Star ratings reflect scores of 1 to 5 assigned to the glycemic-index diet in eight categories by nutritionists, specialists in diabetes and heart disease, and other diet experts on a ratings panel assembled by U.S. News. (See our Best Diets methodology.) While they found GI diets mostly safe and nutritionally adequate, the experts largely handed out lackluster 2s and 3s otherwise. As a heart-health or weight-loss diet, it doesn’t look promising. And it’s pretty difficult to follow. Below, ratings in all categories and how the experts’ opinions broke down.
Short-Term Weight Loss
The GI diet didn’t stir up much enthusiasm for an ability to produce meaningful weight loss quickly; the panelists placed it near the bottom of the pack. The experts gave it less than 3 stars and noted the dearth of research that might support the diet’s short-term weight-loss potential.
Long-Term Weight Loss
The panel thought even less of the GI diet’s long-term potential for weight loss. Without good research to convince them otherwise, experts didn’t think dieters would sustain significant weight loss in the long run. The panel’s combined rating was just 2.2 stars, which is considered minimally effective.
Easy to Follow
No, said the panel. It’s anything but. Unhealthy foods can be low-GI and healthy foods can be high-GI, and there’s no comforting reservoir of supportive information.
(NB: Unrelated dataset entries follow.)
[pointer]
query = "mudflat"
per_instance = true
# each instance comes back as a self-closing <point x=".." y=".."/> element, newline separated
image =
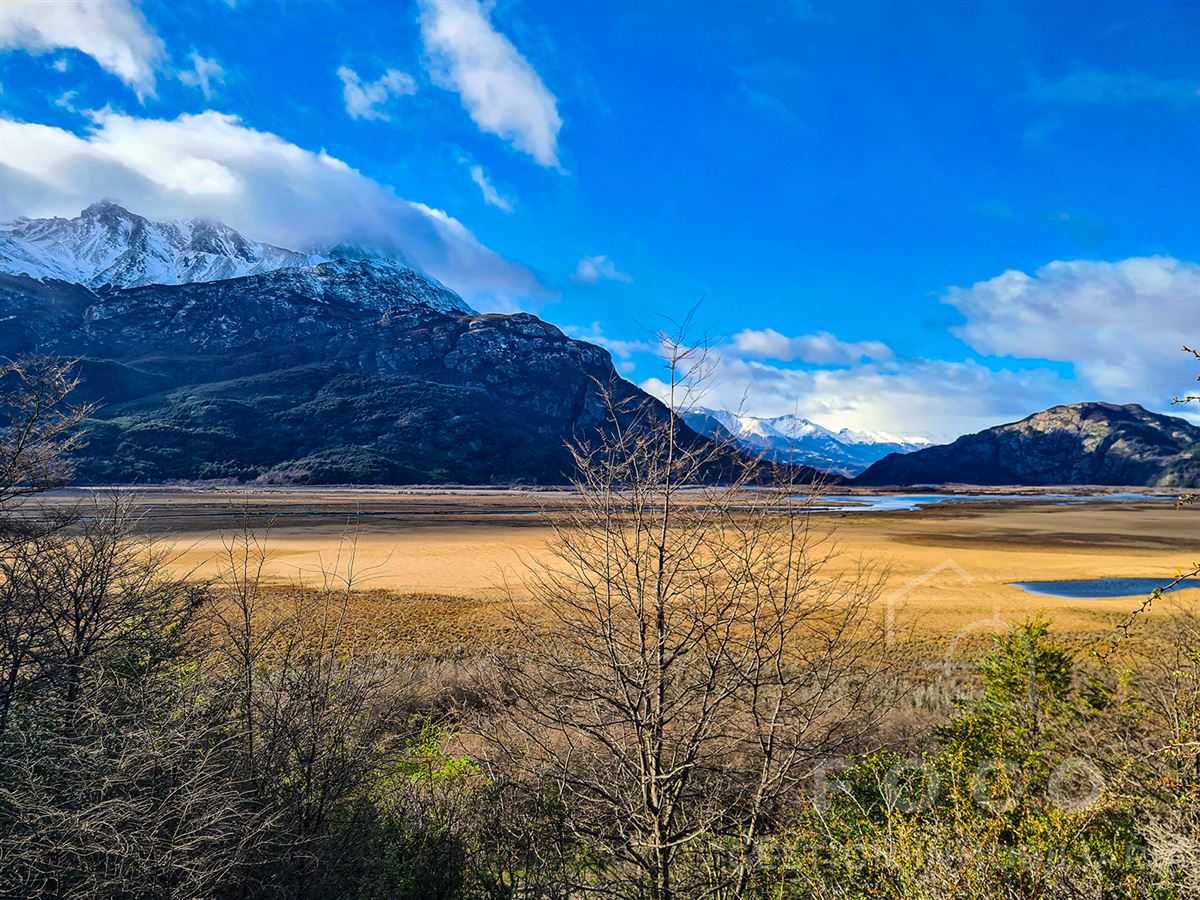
<point x="949" y="567"/>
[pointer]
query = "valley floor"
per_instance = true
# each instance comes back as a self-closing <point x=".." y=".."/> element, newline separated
<point x="456" y="555"/>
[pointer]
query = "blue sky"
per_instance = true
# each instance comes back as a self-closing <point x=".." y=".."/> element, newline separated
<point x="916" y="217"/>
The experts rated the diet slightly below its long-term weight loss score.
Moderately complete, the experts concluded. They compared it with the federal government’s 2010 Dietary Guidelines and gave it a mix of 2s, 3s, and 4s that produced a rating of about 3—O.K., but still trailing many of its peers.
The GI diet doesn’t pose serious safety concerns, according to our experts. This category earned the diet a rating of 3.8—its highest score and in the middle of the group.
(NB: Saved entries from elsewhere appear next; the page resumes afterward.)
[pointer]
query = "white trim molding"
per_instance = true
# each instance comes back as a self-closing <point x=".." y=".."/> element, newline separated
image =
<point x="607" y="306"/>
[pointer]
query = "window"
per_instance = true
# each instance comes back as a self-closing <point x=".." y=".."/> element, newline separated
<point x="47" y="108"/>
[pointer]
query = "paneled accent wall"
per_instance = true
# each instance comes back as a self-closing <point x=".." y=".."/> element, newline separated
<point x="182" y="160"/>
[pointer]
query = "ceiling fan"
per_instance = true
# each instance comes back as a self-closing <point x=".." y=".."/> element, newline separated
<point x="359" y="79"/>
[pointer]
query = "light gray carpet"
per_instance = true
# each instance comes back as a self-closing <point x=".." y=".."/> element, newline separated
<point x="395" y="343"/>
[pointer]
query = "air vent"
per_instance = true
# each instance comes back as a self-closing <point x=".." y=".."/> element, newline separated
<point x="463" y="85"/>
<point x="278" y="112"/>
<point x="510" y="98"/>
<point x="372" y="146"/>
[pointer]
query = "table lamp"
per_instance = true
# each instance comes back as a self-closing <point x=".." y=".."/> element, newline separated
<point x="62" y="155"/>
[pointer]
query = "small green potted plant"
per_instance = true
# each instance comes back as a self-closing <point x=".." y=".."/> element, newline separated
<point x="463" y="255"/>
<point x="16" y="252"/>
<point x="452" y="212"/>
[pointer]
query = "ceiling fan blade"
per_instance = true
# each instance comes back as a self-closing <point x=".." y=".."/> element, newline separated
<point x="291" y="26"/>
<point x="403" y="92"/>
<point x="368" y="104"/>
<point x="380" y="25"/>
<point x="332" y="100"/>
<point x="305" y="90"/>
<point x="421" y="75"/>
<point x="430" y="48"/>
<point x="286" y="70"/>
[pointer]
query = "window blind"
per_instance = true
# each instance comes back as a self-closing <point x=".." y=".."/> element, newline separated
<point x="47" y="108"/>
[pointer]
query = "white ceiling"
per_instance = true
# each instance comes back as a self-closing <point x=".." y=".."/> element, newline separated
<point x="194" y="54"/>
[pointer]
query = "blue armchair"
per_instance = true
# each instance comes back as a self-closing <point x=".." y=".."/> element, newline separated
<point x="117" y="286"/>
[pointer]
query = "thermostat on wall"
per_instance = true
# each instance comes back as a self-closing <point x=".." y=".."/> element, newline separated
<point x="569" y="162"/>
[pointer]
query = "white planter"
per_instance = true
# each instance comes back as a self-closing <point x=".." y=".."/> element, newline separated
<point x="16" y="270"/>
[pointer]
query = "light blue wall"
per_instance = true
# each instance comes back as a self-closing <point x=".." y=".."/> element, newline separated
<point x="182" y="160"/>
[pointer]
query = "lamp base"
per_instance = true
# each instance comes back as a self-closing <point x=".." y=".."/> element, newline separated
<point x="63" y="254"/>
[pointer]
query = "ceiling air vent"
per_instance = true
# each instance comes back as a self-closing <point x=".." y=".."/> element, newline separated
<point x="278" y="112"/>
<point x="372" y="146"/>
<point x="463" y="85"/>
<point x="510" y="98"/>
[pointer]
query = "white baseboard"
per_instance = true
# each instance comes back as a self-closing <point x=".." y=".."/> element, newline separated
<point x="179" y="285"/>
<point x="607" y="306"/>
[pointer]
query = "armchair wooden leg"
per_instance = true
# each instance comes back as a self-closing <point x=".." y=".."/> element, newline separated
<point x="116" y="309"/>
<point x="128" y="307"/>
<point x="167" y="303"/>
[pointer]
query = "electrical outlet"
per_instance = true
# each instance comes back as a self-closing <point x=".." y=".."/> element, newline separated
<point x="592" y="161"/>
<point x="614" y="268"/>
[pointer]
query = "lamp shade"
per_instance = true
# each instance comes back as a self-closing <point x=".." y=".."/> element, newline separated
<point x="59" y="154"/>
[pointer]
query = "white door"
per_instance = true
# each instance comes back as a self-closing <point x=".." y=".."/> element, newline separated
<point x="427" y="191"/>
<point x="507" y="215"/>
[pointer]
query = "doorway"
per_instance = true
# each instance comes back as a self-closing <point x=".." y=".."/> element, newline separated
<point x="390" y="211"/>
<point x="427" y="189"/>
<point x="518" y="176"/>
Although the glycemic index was originally developed to help diabetics manage their condition, it did only middling well in that regard with our panelists. It got a rating of under 3 stars, trailing more than half of the other diets.
For Heart Health
The GI diet did even worse with the experts in heart health than it did in diabetes. The panel gave it 2.3 stars, not much above minimally effective, in preventing cardiovascular disease and improving heart-health markers. Without much evidence to back its worth, the GI diet trailed many of its competitors in this category.